The 26-year-old Germans, from a small village near Fulda, northeast of Frankfurt, will be competing in the same marathon for only the third time. Normally one runs while the other helps with preparation and interviews and supplies water during the race.

Anna has already run one Rio marathon last year, an experience that might help both of them as they drive themselves through the pain of the 42.2 km (26 miles, 385 yards) in temperatures forecast to reach 28 Celsius (82 Fahrenheit)

Side by side

Lisa outlined their gameplan. “We will definitely start together and then we will see. We both want to do our best and if it works out that we are able to run a long way together, then that's even better.”

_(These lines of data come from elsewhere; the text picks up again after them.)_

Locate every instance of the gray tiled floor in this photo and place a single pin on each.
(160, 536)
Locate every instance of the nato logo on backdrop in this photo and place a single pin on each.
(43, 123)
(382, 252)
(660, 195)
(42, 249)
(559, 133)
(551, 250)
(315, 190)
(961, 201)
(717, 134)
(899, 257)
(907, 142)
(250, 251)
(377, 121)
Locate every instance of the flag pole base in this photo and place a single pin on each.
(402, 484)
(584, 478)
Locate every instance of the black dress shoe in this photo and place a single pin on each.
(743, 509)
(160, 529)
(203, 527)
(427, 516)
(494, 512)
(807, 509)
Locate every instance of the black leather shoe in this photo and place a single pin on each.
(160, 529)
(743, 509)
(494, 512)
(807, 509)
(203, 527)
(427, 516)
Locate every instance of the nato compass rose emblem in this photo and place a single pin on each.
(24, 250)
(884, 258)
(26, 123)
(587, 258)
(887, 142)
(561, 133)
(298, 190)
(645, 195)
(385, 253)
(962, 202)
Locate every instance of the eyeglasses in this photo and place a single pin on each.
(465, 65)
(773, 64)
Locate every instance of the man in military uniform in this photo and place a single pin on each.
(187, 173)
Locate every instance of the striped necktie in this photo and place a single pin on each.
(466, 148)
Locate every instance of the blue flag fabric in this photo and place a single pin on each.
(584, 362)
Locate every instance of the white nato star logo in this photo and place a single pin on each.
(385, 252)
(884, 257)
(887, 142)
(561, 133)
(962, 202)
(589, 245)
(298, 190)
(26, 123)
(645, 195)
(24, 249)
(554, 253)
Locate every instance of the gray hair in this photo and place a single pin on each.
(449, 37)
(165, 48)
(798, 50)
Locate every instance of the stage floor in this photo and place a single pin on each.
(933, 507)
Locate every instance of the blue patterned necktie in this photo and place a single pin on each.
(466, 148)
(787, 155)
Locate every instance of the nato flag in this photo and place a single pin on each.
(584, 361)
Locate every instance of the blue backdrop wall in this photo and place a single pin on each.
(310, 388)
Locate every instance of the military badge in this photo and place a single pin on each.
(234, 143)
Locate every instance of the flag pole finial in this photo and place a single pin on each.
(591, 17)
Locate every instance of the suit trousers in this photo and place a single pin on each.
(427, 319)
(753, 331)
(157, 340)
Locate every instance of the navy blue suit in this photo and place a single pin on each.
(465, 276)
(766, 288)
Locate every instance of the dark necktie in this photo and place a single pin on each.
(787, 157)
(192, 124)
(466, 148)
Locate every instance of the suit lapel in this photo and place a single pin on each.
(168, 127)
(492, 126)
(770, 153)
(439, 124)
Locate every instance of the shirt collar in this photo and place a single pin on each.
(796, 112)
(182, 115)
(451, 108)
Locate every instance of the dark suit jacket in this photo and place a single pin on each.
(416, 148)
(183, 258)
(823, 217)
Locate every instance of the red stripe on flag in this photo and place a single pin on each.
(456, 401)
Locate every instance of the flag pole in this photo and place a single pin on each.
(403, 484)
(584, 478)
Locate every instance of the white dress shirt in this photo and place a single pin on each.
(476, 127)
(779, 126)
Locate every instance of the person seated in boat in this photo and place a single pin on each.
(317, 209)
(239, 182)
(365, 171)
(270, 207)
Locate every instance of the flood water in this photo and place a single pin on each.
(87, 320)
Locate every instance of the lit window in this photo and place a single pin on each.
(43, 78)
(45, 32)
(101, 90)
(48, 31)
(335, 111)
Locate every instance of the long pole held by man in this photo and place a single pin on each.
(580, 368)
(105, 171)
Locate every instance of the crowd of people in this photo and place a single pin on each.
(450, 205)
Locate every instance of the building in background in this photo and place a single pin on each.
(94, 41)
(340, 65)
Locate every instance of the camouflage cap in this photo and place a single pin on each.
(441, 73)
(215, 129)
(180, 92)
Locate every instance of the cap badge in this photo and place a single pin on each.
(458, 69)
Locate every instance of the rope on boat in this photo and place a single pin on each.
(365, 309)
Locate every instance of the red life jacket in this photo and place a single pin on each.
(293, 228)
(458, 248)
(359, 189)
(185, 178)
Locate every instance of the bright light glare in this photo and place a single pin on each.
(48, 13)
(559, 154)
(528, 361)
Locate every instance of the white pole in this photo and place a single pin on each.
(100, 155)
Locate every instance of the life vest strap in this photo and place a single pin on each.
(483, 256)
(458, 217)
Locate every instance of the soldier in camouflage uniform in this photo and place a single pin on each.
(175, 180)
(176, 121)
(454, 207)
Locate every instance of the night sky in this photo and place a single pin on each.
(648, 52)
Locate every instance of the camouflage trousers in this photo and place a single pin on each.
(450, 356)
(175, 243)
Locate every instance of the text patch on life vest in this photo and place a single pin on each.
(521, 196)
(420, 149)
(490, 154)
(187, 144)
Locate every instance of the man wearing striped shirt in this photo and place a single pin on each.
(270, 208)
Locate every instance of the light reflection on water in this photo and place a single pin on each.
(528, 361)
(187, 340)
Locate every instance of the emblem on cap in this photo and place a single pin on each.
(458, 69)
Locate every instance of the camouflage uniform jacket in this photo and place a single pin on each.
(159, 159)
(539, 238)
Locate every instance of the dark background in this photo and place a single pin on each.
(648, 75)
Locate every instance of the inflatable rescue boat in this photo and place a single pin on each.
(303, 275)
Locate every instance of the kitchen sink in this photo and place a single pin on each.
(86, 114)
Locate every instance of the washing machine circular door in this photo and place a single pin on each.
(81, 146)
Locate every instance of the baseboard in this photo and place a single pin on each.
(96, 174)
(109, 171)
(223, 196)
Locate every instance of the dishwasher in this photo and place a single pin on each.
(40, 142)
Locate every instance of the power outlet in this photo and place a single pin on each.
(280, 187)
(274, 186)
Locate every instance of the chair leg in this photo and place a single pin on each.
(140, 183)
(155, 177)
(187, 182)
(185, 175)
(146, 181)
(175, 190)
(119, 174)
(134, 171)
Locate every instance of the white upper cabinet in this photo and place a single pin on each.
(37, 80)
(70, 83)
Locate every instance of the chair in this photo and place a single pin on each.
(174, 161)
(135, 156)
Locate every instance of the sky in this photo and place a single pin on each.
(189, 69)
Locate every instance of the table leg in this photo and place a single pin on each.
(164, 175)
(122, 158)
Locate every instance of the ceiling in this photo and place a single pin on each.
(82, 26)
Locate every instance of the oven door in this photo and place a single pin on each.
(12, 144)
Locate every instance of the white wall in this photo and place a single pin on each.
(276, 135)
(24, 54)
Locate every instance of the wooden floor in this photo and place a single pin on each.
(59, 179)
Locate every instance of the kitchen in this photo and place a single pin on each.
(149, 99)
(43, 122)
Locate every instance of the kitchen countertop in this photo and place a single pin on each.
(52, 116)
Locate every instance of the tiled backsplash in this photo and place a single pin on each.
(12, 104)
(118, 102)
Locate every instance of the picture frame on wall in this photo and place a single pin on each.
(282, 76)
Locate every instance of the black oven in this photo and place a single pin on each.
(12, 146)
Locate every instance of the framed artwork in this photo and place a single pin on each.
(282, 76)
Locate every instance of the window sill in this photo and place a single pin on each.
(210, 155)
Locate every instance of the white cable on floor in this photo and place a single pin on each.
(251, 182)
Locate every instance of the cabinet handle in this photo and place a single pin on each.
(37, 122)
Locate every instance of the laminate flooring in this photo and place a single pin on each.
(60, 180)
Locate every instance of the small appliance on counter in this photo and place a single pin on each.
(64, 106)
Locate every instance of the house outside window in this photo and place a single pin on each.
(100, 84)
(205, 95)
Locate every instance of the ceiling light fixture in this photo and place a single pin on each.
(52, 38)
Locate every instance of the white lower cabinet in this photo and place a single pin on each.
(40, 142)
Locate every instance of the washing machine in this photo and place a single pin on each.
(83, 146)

If one of the pair wants to break away, the sisters said, the other will shout “Go Anna!” or “Go Lisa!” and they will reunite at the finish. Lisa is the German champion but Anna has the faster personal best of 2 hours 26.44 seconds, one minute and 55 seconds inside her twin's lowest time.

The quickest of the Estonian “Trio to Rio” - aged 30 and believed to be the first set of identical Olympic triplets - is Leila, on 2:37.12. For comparison, the Games record set by Tiki Gelana of Ethiopia at London four years ago is 2:23.07.

“We know the German twins. We have been a couple of times together in Kenyan (training) camp. They're very fast girls. I think they run pretty much better than us,” said Lily.

The combination of the two fair-haired Germans and the three blonde, blue-eyed Estonians is likely to make life challenging for viewers and commentators on Sunday. But confusion on race circuits is nothing new, Leila explains.

“When first one (of us) passes the audience on the same lap, and then comes the second. It happened in Zurich in 2014. And then comes the second sister and the audience goes 'What!? Such a fast second lap!'"

Three days before their race, at what for most Olympic athletes is a tense time, both sets of sisters laugh readily and appear relaxed as they support each other and share their excitement about making it to Rio.

“I think the feeling we want to have on Sunday is that we know we have given everything and done the best that we could do on the day,” said Anna Hahner. “We will be happy and exhausted when we are over the finish line.”